Figure 7. (a) Epiphytes on horizontal/inclined stem with suitable anchorage providing stability and accumulation of litter which retains moisture for growth; (b) Epiphytes on upright/ vertical trunks were only on rough bole textured substrates and usually where there the trunk had branches or forked.

Figure 8. Host characteristics of forks, branches, invaginations, horizontal branching which are common in the crown support epiphyte establishment. Vitex doniana tree species with orchid epiphytes, Lusenga Plains National Park.

Trees should not be selectively managed on the basis of the stem structure and vertical alignments, which are usually thought to be of timber value, but for their ecological functioning. Trees that may appear to be of less timber value such as convoluted trunk, crevices in the trunk, sloping and many others should be retained for their ecological services such as water catchment.

Dead organic matter is undoubtly important to the survival of epiphytes as its water retention capacity provides a more continuous moisture supply for epiphytes than the atmosphere of bare bark. Decaying aerial organic matter is also converted into humus by fungi and micro-fauna contributing to fertility of forest soils. However, in areas with a long dry season (April to November) it can also be fuel for crown fires. Therefore, control of late fires may be absolutely necessary as these may promote crown fires which may subsequently consume aerial humus which forms a carpet on which epiphytes propagules and seedlings settle. Loss of such litter may make crowns drier as they would lose water retention capacity and become unsuitable for epiphytes. This may ultimately have a negative impact on the forests’ water catchment capacity.

Local communities in the surrounding areas should be sensitized through proactive awareness campaigns to carefully avoid fires escaping their fields as they prepare them for cultivation in the late dry season when ambient temperatures are highest. If such fires ran out of control and crossed into the National Park, they would annihilate aerial epiphytic communities. The use of fire in chitemene system of agriculture which involves pollarding, lopping and at times felling the whole tree stem should be discouraged in such areas, because it transforms primary forests to secondary forests, the latter of which is not suitable for epiphytes.

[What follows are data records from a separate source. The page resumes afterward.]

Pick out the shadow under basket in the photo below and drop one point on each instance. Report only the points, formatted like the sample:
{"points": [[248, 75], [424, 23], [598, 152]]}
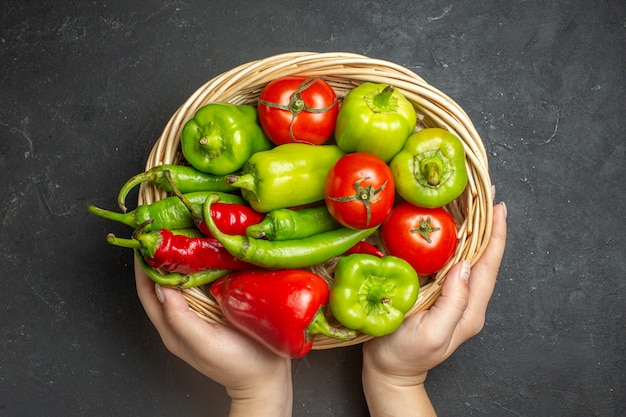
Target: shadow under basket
{"points": [[472, 211]]}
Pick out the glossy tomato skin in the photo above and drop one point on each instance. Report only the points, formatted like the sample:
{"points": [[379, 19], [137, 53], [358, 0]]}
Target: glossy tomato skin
{"points": [[359, 190], [401, 235], [298, 109]]}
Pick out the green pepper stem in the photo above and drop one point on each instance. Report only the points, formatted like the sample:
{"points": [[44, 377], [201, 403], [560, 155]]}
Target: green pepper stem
{"points": [[122, 242], [383, 102], [148, 176], [194, 209], [124, 218], [319, 325], [245, 181], [432, 173]]}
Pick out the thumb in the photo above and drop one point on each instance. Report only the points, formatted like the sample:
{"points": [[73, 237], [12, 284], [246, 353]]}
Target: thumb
{"points": [[175, 307], [447, 311]]}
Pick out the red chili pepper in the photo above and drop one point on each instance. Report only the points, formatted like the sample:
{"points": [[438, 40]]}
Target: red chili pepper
{"points": [[232, 219], [282, 309], [179, 252], [365, 248]]}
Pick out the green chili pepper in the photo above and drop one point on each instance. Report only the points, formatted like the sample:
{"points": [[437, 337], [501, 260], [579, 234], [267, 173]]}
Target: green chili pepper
{"points": [[221, 137], [430, 170], [372, 294], [186, 179], [286, 254], [374, 118], [168, 213], [175, 279], [286, 224], [289, 175]]}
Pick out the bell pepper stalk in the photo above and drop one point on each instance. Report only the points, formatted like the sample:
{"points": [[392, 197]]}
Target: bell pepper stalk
{"points": [[372, 294], [286, 224], [430, 170], [185, 251], [168, 213], [178, 280], [288, 175], [286, 254], [374, 118], [187, 179], [221, 137], [281, 309]]}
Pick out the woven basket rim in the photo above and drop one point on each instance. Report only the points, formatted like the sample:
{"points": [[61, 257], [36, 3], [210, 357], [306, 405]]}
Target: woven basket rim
{"points": [[344, 70]]}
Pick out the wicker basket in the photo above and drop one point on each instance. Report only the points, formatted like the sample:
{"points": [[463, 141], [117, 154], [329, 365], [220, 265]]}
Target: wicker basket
{"points": [[343, 71]]}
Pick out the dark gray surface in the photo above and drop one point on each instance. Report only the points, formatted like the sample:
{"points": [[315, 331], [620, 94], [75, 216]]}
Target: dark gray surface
{"points": [[87, 87]]}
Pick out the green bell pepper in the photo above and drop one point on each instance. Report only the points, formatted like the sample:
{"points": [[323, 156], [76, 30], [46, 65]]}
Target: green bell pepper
{"points": [[430, 170], [288, 175], [221, 137], [372, 294], [374, 118]]}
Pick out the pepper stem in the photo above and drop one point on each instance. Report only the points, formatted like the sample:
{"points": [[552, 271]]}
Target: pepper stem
{"points": [[122, 242], [194, 209], [319, 325], [245, 181], [383, 101], [124, 218], [432, 173]]}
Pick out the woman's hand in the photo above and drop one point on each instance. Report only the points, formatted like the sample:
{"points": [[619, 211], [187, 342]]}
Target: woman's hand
{"points": [[257, 380], [395, 366]]}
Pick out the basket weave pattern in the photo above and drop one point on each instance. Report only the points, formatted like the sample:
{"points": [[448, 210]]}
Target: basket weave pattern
{"points": [[343, 71]]}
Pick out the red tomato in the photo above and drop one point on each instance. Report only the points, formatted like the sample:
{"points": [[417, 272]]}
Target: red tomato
{"points": [[359, 190], [298, 109], [424, 237]]}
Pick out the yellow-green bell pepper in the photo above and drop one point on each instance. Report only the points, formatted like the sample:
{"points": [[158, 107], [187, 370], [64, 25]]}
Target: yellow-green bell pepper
{"points": [[372, 294], [221, 137], [374, 118], [430, 170]]}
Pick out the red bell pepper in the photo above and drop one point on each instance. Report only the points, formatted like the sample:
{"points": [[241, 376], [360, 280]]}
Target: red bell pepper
{"points": [[281, 309]]}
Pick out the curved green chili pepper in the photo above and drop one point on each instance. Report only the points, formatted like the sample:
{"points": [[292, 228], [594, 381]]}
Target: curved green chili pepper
{"points": [[175, 279], [430, 170], [221, 137], [187, 180], [286, 224], [168, 213], [285, 254]]}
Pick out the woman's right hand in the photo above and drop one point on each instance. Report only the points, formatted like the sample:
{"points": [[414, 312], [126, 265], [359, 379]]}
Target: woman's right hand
{"points": [[257, 380]]}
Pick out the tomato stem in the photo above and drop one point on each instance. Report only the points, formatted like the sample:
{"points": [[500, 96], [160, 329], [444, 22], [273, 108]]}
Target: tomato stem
{"points": [[425, 228]]}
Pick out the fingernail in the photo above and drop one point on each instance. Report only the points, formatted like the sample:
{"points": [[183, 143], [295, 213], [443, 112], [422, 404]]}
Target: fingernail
{"points": [[504, 207], [159, 292], [465, 270]]}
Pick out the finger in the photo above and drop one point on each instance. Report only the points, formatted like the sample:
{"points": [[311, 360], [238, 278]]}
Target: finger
{"points": [[483, 277], [485, 272], [443, 317]]}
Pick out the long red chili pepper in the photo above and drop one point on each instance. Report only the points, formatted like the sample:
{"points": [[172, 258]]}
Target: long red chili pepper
{"points": [[178, 252], [282, 309], [234, 217]]}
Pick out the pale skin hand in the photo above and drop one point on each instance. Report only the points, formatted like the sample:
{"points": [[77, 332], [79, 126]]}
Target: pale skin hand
{"points": [[257, 380], [395, 366]]}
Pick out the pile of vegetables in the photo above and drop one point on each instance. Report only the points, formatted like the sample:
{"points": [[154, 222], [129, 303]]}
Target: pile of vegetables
{"points": [[267, 192]]}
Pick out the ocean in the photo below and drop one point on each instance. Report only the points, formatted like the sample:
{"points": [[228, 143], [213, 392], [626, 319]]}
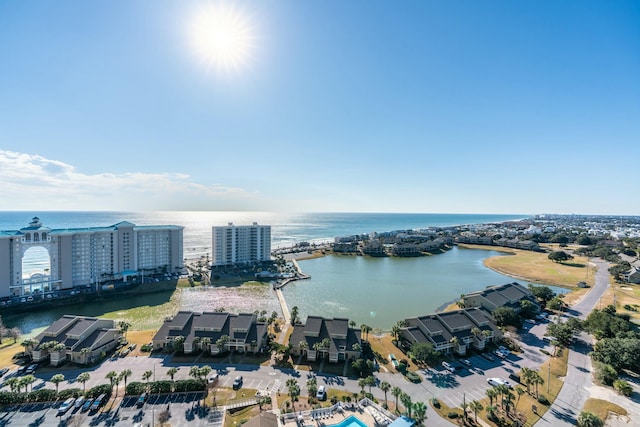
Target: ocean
{"points": [[375, 291], [287, 229]]}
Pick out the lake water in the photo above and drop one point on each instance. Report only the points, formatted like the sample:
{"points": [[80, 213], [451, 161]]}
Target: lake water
{"points": [[381, 291]]}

In view of the high levels of deforestation in Zambia currently being one of the highest in the Southern African sub-region together with Malawi [17] , ZAWA should consider extending the National Park boundary for Lusenga Plains National Park to include all the mature forests in the east of the Kalungwishi River in Mporokoso and Kaputa districts and all the riverine forests at the three waterfalls. This would secure and further enhance catchment functions of the area.

Acknowledgements

My colleagues particularly Professor Senzota of the Department of Zoology and Wildlife Conservation of the University of Dar es Salaam, Tanzania, provided guidance on epiphyte ecology. Park Ranger Mr. Peter Indala and all his staff worked and continue to work hard in monitoring vegetation in the National Park. They now take care not to destroy trees with epiphytes even when a new road has to be constructed they avoid cutting trees laden with epiphytes. I thank them for appreciating the role of epiphytes in water catchment functions and soil fertility in forest areas.